I would like this thread to be a documentary of sorts of my back ribbon eel trials, tribulations, and hopefully LONG TERM successes.

As a bit of a preface, I am well aware these creatures are hard to keep and are often considered "best left in the ocean" by even advanced aquarists (and I consider myself somewhere between beginner and intermediate). I welcome ALL feedback, unless the only feedback you have to give is something along the lines of "I read these things are impossible to keep. This project is doomed for failure." While I agree everyone may have their opinions, I would like to try and keep opinions out of this thread. I KNOW this is hard, since a lot of what we discuss here is partially weighed in by opinion, but please let this be more of a learning experience. Also, please realize that at one point everything was impossible until someone took the time to perfect it and become successful at it. I am not saying that person is me, but hey, it could be! That said, let's move right along!

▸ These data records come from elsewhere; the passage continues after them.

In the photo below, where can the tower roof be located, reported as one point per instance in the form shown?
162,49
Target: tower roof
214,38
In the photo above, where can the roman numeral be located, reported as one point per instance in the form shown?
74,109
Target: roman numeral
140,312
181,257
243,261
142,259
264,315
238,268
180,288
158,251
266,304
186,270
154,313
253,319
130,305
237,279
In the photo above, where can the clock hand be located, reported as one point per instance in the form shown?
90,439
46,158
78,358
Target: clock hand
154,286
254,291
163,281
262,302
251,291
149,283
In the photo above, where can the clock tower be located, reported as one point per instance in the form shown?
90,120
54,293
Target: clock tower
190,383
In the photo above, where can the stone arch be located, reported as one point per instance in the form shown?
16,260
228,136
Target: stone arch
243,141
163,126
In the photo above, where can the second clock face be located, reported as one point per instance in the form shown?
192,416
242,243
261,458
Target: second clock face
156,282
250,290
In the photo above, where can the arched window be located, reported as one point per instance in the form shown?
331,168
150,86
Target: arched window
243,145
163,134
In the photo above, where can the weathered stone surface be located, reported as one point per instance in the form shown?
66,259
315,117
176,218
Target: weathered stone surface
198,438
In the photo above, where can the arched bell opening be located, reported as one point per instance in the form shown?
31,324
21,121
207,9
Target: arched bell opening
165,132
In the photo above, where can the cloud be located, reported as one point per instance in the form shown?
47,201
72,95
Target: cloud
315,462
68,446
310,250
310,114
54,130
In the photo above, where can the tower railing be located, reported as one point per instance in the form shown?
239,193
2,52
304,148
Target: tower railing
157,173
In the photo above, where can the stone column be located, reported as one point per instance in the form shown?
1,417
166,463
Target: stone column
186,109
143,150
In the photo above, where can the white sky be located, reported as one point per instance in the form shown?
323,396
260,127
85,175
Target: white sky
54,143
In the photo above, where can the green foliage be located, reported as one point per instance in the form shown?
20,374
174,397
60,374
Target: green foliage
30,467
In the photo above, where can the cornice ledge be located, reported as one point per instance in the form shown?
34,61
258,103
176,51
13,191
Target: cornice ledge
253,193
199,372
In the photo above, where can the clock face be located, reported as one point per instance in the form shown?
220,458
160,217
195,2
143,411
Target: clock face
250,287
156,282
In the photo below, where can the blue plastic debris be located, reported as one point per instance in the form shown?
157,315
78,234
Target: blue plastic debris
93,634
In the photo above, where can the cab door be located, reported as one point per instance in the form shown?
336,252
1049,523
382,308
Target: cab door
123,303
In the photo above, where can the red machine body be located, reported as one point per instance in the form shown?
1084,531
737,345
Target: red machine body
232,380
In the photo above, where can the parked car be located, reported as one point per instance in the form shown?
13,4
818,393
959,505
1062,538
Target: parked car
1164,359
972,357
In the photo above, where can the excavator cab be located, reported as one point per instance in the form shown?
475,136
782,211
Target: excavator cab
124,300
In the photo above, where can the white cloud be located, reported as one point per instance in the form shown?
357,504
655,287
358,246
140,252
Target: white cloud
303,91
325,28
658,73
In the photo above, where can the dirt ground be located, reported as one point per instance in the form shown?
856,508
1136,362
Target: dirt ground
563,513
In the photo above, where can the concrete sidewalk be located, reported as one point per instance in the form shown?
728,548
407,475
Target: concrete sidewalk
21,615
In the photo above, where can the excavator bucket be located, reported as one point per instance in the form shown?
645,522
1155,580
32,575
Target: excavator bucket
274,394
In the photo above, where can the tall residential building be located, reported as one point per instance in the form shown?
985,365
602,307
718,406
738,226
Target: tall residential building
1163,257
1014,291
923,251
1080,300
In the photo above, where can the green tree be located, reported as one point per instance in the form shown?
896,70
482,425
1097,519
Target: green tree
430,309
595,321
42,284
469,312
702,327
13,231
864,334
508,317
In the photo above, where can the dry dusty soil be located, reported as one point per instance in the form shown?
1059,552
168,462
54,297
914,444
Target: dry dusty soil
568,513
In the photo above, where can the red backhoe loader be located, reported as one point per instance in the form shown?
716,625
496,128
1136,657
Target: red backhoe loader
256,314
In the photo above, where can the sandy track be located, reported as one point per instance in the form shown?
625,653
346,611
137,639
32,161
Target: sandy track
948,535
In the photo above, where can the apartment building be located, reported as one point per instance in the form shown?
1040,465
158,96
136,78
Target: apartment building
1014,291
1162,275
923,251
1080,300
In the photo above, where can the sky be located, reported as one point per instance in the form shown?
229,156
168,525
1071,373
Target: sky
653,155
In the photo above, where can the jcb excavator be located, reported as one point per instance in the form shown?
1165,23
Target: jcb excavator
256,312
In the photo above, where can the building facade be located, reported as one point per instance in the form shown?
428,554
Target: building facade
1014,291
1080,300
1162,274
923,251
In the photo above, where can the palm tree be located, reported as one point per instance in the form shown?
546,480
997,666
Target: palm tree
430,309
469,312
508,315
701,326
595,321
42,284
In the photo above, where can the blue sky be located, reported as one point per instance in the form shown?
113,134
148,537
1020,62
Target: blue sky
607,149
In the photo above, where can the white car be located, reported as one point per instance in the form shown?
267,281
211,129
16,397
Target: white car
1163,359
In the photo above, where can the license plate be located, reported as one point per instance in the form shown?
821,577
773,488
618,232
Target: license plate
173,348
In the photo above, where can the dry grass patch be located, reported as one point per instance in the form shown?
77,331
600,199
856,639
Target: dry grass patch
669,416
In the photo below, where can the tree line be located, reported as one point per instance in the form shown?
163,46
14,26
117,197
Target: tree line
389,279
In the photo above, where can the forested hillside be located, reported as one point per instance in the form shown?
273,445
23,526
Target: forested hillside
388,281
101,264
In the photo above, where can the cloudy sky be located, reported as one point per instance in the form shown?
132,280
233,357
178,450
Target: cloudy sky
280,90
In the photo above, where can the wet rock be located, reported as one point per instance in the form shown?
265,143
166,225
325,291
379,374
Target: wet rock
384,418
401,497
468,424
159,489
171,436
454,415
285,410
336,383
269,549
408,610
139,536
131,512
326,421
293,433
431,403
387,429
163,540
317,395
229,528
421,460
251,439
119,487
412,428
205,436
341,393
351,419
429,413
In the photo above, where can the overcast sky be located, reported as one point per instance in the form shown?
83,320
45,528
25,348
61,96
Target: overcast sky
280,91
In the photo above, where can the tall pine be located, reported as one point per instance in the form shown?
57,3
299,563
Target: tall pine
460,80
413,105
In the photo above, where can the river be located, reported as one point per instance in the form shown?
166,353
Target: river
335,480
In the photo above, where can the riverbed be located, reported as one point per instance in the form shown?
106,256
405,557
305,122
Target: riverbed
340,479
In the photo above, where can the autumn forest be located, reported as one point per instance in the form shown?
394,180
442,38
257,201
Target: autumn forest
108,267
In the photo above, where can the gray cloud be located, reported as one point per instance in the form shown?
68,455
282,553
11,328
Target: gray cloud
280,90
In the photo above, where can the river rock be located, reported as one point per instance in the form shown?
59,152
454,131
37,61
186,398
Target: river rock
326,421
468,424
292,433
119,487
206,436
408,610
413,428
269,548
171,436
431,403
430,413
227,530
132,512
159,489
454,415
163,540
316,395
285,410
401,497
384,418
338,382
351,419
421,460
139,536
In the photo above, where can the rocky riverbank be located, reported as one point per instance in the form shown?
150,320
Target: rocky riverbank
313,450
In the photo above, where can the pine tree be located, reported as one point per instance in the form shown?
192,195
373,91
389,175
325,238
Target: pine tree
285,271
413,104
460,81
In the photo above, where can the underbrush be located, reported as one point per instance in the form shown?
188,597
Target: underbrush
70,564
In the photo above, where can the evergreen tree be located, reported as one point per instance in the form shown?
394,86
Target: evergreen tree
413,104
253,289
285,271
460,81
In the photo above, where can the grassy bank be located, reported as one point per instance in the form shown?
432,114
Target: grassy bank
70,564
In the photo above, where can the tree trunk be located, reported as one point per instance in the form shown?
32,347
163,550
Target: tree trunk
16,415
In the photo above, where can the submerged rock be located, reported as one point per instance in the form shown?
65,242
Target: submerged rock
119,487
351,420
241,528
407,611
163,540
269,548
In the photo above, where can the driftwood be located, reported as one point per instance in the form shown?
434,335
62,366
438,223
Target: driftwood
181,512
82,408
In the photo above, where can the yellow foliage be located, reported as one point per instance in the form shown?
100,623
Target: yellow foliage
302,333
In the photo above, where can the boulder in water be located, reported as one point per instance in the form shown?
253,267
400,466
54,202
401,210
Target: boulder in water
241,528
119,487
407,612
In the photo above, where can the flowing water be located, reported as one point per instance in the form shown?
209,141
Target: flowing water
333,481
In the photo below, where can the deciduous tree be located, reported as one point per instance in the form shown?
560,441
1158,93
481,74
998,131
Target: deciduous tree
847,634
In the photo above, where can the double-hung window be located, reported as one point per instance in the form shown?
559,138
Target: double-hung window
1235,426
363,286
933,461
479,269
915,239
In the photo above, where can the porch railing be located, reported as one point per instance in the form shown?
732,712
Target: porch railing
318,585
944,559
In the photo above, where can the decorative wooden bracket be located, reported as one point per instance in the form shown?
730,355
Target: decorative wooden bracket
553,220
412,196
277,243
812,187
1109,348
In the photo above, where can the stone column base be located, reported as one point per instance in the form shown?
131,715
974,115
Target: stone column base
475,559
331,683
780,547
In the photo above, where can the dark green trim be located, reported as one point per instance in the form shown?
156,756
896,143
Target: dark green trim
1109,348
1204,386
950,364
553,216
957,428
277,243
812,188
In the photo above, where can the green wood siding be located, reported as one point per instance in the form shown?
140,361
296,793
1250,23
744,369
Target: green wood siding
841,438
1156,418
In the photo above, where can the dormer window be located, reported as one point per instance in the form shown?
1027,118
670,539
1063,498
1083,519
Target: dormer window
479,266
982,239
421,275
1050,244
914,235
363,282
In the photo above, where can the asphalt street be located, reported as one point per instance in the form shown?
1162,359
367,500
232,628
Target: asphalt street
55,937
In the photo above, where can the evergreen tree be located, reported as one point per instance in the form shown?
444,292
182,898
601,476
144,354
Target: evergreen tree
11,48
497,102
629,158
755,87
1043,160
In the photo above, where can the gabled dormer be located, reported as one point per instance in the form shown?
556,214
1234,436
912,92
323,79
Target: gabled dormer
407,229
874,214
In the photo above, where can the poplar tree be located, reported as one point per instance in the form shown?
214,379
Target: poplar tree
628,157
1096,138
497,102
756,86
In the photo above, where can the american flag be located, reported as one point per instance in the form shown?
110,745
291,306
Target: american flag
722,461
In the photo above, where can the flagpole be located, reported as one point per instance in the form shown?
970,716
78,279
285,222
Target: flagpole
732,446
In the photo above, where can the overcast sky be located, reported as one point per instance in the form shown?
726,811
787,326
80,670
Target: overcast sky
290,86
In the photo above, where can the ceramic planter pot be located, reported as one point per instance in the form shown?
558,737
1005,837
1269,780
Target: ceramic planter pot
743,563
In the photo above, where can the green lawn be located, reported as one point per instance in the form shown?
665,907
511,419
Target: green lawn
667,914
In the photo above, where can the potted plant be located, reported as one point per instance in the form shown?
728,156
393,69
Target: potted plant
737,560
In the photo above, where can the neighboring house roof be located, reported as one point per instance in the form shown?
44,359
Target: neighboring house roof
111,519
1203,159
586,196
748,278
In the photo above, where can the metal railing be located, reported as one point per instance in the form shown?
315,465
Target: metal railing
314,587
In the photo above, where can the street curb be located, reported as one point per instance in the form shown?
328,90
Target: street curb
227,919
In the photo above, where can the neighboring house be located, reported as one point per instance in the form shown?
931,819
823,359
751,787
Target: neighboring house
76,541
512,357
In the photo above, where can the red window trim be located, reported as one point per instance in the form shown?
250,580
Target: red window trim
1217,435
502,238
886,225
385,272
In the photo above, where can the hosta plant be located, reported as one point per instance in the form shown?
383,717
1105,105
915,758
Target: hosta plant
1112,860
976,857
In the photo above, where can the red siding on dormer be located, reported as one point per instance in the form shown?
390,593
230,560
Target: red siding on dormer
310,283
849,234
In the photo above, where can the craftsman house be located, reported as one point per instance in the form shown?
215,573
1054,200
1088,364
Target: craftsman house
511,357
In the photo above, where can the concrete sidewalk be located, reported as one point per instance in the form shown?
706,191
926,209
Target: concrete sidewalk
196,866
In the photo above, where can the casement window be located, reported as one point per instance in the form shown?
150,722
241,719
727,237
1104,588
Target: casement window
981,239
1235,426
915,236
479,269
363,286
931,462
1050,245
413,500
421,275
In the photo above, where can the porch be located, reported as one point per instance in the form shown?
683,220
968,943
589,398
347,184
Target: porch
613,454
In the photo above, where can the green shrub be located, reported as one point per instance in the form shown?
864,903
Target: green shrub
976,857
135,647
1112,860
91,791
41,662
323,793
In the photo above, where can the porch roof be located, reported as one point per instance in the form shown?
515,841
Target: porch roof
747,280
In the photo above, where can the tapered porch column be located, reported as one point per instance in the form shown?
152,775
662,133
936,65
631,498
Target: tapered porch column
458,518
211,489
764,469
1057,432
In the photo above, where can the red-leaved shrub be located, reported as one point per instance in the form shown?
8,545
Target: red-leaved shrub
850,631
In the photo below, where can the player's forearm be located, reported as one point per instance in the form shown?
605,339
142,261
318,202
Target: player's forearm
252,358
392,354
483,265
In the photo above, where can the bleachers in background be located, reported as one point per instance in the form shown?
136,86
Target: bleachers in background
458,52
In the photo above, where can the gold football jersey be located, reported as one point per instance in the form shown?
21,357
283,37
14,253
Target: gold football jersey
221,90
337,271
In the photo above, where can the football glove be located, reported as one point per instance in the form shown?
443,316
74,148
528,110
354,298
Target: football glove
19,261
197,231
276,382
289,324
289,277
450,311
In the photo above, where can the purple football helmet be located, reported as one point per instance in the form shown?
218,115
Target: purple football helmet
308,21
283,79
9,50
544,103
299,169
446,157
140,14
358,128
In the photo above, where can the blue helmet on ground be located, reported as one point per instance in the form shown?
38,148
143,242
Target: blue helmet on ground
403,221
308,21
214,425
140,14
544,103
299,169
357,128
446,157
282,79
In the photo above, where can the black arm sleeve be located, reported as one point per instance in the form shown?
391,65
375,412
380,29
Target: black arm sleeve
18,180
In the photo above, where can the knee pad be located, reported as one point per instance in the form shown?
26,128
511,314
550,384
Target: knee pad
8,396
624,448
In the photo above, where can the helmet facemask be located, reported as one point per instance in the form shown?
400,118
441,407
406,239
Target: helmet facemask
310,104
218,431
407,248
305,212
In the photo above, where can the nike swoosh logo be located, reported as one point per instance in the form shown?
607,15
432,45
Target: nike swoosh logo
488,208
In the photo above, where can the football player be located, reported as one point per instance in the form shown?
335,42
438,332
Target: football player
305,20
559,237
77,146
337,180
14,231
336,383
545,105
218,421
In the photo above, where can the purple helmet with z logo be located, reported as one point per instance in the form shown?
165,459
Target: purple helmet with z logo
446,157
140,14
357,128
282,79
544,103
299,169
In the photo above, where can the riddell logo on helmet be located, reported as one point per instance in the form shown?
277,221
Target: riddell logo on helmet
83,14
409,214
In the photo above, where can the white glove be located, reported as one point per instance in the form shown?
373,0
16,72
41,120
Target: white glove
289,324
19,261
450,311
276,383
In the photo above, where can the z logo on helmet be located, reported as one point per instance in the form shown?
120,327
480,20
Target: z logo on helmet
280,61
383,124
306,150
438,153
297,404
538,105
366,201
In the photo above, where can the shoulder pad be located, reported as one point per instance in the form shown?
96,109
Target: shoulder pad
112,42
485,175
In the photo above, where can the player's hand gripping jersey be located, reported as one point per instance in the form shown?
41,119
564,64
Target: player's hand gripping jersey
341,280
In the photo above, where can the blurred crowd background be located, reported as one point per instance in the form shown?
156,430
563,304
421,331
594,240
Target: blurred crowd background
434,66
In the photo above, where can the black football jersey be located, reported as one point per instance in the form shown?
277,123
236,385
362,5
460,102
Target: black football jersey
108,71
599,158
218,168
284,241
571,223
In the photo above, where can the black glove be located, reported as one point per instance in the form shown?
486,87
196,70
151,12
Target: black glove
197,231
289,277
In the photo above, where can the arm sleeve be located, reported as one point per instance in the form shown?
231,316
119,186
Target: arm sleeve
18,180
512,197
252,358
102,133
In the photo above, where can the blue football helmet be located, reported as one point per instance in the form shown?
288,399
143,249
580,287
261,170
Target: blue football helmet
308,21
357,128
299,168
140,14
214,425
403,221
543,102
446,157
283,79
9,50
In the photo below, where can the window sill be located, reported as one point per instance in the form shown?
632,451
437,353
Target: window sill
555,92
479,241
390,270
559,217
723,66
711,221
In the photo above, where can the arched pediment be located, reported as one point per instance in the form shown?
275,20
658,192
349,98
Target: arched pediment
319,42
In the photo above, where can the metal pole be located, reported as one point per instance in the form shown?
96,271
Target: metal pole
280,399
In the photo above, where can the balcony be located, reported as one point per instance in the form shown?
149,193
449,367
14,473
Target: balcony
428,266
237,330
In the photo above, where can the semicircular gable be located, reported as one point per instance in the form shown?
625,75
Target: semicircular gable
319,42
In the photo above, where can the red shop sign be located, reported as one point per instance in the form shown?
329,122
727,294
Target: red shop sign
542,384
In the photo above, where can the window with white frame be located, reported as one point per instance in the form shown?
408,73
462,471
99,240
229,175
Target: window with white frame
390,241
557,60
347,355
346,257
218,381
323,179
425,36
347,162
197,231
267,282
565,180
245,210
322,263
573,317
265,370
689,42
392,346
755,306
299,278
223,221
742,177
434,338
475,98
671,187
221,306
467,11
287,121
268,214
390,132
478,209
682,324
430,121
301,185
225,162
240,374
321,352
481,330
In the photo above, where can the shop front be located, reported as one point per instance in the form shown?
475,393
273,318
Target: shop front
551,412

I got a juevenile pair of these eels (for now I will abstain from mentioning where, since my goal is not to have a rash of people buying up these creatures thinking they will be an easy addition, because THEY ARE NOT) about seven weeks ago. They both shipped phenomenally well (came to me in 2 bags with around 1-1.5 liters of water a piece). They were acclimated first completely for temperature (~ 2 hours) then on a ~ 4 hour drip. This may have been overkill, but the water they shipped in looked/smelled clean and tested 0 ammonia, so I didn't feel too nervous about letting them stay in that water a little while longer. Upon acclimation, they were released into my 150g tank with around 225 pounds of rock (80% of which was man made and seeded with live sand and rock). The man made rock has plenty of "tunnels" and flat nooks, under which they can hide and feel comfortable. They have both taken residence on the bottom left of the rock work. Although I toyed with a PVC structure, they were able to fully hide themselves in the rock, and seem very comfortable where they are, so I figured I would avoid the potential extreme dead spots of a buried PVC structure. With all that out of the way, the easy part was over!

I went to the local Asian market with pie in the sky dreams of buying the uncooked seafood medley (shrimp, squid, clams, octopus, mussels) and trying to feed bits of that to the eels. I simply thawed chunks out and tossed them in. I figured I may as well give it a shot, right? I think we know how the eels felt about this, so I won't even go there. The hermits and snails cleaned up the mess, so at least I didn't need to go fishing.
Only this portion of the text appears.